Cora stood outside, looking as tragic as I felt, Drew hovering a few feet away. She didn’t say a word, only raised her eyebrows and I nodded, pushing the door open wider and allowing her in, her arms spreading out to encompass me, and within seconds Letty was there, too, the three of us clutching each other, Cora holding her bandaged arm off to the side gingerly.
And I realized that it was not just the two of us. For a little while, at least, I did have one other person to lean on, and she was, miraculously, here.
There were others, I realized. Others I would need to call: Benny’s brother, our friends, though I was sure word had already spread rapidly through the police family and more people would soon be arriving.
I pulled back from our embrace, but Letty stayed where she was, and as I stepped away she fit herself more fully into Cora’s arms. Cora met my eyes over Letty’s shoulder, her face filled with anguish, as much for the child in her arms as for me or for Benny himself.
Letty mumbled something I couldn’t hear, but I caught Cora’s answer easily: “I don’t know, I just don’t know.

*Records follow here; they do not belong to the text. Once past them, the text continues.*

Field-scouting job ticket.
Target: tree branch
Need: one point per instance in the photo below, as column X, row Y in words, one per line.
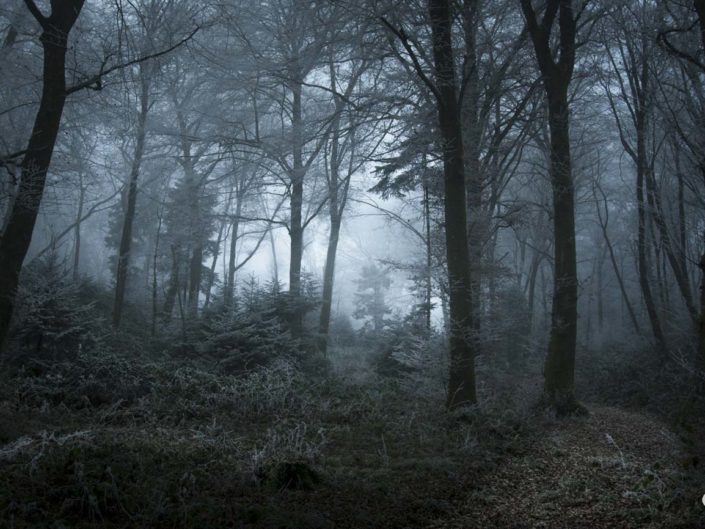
column 95, row 81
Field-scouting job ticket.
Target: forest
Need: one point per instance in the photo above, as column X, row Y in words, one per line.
column 352, row 264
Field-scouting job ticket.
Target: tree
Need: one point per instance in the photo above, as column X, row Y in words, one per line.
column 461, row 387
column 35, row 164
column 369, row 298
column 556, row 73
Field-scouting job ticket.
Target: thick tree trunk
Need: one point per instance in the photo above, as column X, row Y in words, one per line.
column 642, row 262
column 471, row 157
column 123, row 261
column 461, row 386
column 17, row 235
column 559, row 367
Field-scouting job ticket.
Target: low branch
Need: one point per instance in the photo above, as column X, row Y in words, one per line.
column 95, row 82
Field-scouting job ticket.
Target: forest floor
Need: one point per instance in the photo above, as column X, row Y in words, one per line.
column 110, row 442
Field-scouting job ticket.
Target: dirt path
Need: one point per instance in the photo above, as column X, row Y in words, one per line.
column 613, row 469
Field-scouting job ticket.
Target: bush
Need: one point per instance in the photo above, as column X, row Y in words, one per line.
column 52, row 318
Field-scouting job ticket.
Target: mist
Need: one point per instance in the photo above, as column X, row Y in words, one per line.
column 373, row 263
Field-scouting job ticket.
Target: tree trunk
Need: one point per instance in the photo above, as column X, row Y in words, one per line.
column 77, row 229
column 559, row 367
column 328, row 280
column 23, row 214
column 123, row 262
column 296, row 229
column 154, row 274
column 232, row 264
column 216, row 253
column 461, row 386
column 471, row 157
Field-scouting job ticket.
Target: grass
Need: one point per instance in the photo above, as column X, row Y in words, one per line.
column 106, row 441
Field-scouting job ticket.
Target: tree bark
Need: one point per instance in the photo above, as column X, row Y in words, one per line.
column 461, row 386
column 559, row 367
column 23, row 214
column 123, row 261
column 471, row 156
column 296, row 230
column 77, row 229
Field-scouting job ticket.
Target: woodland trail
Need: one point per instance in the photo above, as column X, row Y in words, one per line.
column 612, row 469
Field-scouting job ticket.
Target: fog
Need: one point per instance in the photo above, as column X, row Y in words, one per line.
column 301, row 263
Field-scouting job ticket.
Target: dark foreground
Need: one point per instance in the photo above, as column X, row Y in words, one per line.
column 105, row 442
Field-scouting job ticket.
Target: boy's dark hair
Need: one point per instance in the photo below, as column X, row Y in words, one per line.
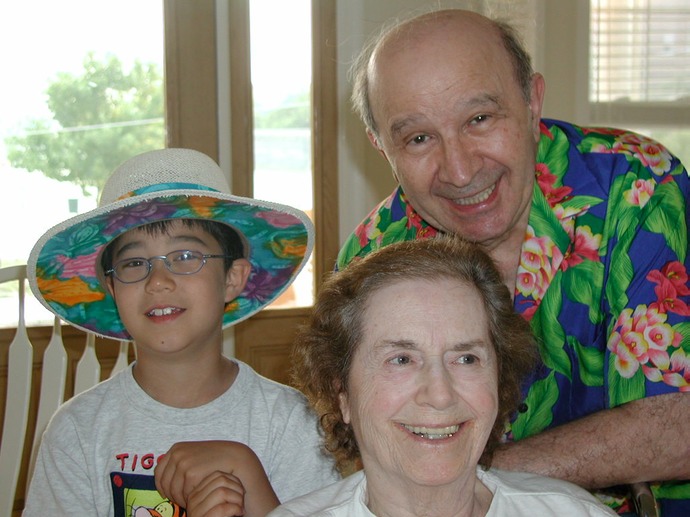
column 229, row 239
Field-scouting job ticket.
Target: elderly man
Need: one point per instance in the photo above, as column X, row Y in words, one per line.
column 589, row 228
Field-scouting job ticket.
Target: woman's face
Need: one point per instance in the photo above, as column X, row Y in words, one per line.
column 422, row 396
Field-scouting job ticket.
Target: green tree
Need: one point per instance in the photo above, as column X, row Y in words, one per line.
column 100, row 118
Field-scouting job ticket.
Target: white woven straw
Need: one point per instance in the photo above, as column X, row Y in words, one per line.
column 171, row 166
column 64, row 266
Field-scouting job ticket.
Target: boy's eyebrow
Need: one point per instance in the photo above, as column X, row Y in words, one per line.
column 184, row 238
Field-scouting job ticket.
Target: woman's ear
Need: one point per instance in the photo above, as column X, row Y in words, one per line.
column 344, row 403
column 236, row 278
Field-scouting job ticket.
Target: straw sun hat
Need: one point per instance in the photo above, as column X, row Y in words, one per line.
column 64, row 266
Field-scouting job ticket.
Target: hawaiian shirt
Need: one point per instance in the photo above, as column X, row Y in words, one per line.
column 603, row 277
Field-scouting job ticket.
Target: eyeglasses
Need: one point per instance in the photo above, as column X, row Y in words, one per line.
column 180, row 262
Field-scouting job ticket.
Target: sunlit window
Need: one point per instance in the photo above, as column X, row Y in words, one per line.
column 281, row 90
column 82, row 91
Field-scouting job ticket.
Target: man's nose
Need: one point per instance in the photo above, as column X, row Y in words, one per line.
column 460, row 162
column 436, row 387
column 160, row 277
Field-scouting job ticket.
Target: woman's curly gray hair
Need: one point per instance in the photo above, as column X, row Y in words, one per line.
column 325, row 345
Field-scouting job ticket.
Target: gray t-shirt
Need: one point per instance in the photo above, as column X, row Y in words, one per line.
column 99, row 450
column 515, row 494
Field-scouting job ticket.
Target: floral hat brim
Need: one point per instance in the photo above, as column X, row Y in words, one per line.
column 63, row 267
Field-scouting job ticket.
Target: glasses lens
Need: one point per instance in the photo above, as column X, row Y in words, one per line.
column 185, row 262
column 132, row 270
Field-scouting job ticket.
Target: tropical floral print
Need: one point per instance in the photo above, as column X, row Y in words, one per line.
column 602, row 279
column 66, row 275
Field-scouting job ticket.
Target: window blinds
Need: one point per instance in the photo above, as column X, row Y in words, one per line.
column 639, row 52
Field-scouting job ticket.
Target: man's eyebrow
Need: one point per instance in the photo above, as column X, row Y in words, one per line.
column 407, row 344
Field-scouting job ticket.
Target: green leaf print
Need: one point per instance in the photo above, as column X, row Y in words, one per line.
column 591, row 362
column 581, row 202
column 585, row 288
column 396, row 232
column 555, row 154
column 540, row 400
column 683, row 328
column 622, row 390
column 620, row 276
column 350, row 249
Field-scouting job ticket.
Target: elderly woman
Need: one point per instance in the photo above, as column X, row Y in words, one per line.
column 413, row 359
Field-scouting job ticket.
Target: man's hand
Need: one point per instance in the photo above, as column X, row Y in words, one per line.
column 189, row 467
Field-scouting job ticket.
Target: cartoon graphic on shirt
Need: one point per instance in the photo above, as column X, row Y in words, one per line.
column 135, row 495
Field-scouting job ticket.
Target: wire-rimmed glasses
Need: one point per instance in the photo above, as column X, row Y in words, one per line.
column 179, row 262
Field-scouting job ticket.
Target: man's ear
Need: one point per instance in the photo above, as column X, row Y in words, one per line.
column 236, row 278
column 109, row 285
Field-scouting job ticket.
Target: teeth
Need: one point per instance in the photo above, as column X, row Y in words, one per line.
column 162, row 312
column 482, row 196
column 433, row 433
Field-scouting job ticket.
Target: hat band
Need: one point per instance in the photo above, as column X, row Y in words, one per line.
column 166, row 186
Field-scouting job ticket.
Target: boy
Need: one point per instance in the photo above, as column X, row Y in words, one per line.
column 168, row 260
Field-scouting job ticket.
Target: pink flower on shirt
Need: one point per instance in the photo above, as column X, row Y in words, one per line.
column 642, row 338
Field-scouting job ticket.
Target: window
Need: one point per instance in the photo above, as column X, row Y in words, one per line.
column 639, row 68
column 83, row 91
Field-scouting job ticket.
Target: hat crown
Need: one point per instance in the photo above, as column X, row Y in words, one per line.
column 178, row 168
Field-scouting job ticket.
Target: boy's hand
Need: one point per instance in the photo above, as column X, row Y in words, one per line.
column 218, row 495
column 187, row 464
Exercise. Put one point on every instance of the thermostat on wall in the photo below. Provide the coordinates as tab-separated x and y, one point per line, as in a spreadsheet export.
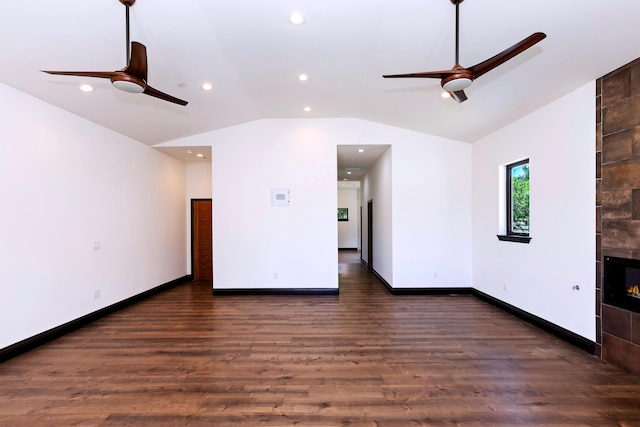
280	197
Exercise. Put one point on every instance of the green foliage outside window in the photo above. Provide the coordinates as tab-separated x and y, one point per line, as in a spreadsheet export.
519	199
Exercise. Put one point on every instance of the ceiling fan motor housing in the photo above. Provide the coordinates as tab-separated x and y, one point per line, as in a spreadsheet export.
458	81
128	83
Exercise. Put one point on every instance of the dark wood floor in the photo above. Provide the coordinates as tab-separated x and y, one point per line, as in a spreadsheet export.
365	358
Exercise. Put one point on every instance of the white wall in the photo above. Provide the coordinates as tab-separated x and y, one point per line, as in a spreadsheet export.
348	230
431	213
299	243
559	141
376	188
257	245
198	187
65	184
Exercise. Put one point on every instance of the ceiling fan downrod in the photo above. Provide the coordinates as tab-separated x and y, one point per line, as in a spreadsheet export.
127	4
457	3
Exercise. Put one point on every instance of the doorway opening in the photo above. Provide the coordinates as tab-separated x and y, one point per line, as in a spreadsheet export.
201	240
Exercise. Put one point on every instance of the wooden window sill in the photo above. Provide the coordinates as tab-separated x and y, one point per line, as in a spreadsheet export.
513	238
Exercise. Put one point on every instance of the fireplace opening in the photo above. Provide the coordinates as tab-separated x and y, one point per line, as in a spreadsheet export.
622	283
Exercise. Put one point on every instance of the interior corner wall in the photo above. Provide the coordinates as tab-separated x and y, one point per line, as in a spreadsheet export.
348	230
198	187
540	277
431	213
69	185
376	188
258	245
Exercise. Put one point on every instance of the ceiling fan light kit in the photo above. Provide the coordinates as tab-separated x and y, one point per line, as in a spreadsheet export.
133	77
458	78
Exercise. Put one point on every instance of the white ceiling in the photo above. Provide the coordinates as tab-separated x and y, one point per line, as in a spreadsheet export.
252	55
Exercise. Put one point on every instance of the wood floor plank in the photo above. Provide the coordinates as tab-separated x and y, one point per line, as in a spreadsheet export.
363	358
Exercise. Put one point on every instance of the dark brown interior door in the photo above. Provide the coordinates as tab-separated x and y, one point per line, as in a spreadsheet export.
201	241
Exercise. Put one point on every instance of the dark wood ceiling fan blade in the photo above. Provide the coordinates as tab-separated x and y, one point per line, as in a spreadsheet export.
98	74
165	97
459	96
505	55
427	74
138	61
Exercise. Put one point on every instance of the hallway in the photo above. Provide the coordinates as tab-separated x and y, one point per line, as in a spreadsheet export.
363	358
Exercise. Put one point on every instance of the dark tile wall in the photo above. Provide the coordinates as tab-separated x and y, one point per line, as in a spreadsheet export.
617	206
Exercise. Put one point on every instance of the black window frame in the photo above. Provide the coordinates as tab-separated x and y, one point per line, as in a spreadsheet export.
510	235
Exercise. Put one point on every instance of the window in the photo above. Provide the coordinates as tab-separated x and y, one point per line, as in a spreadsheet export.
517	202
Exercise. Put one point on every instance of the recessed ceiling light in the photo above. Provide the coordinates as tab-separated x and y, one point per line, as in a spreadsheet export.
296	18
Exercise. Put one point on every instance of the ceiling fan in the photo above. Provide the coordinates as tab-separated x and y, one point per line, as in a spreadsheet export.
133	77
455	80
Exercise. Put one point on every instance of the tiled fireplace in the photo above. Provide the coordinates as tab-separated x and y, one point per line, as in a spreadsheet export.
618	216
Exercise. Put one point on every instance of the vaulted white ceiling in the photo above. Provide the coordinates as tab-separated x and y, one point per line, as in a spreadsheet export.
252	55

I don’t understand either.”
The night passed in a haze of medical personnel and cops, of coffee and sleeping pills. The nurses moved some patients and set us up a room next to Benny’s, allowing us to sleep in shifts, though I don’t know how much any of us slept despite the pills. The next morning Drew tracked Dr. Young down for us.
We sat in the closed waiting room, all of us this time, and listened as he explained it all over again, whole- brain death, how long until his heart gave out, all the grim reality of the body that lay in the room down the hall. Letty huddled between Cora and me and asked him the same questions she’d asked me.
But she seemed to hear his answers more clearly than she’d heard them from me, and she asked the one we’d both wanted an answer to before I could.
“What happens if the other doctor says he’s . . . you know, too? I mean, do you just, turn things off?”
The doctor looked at me quickly, and I nodded.
“It’s okay,” I said. “We’ve discussed what I would do, we just don’t know what the process is. It might be easier to handle if we know what’s coming.”
“Okay,” he said. “Dr. Tulley will be coming in this afternoon. She’s a neurologist, and she’s already aware of your husband’s condition, but she’ll carefully go over his file and will consult with me both before and after she sees him. She’ll conduct several physical tests, as well as an EEG, and then there will be a few decisions you’ll have to make. Most people want to make sure anyone who would want to say good-bye before support is withdrawn are notified. He’s on file as an organ donor, so they’ll have the transplant coordinator come in to discuss possible organ donation . . .”
He kept talking, but everyone else in the room seemed to have stopped breathing.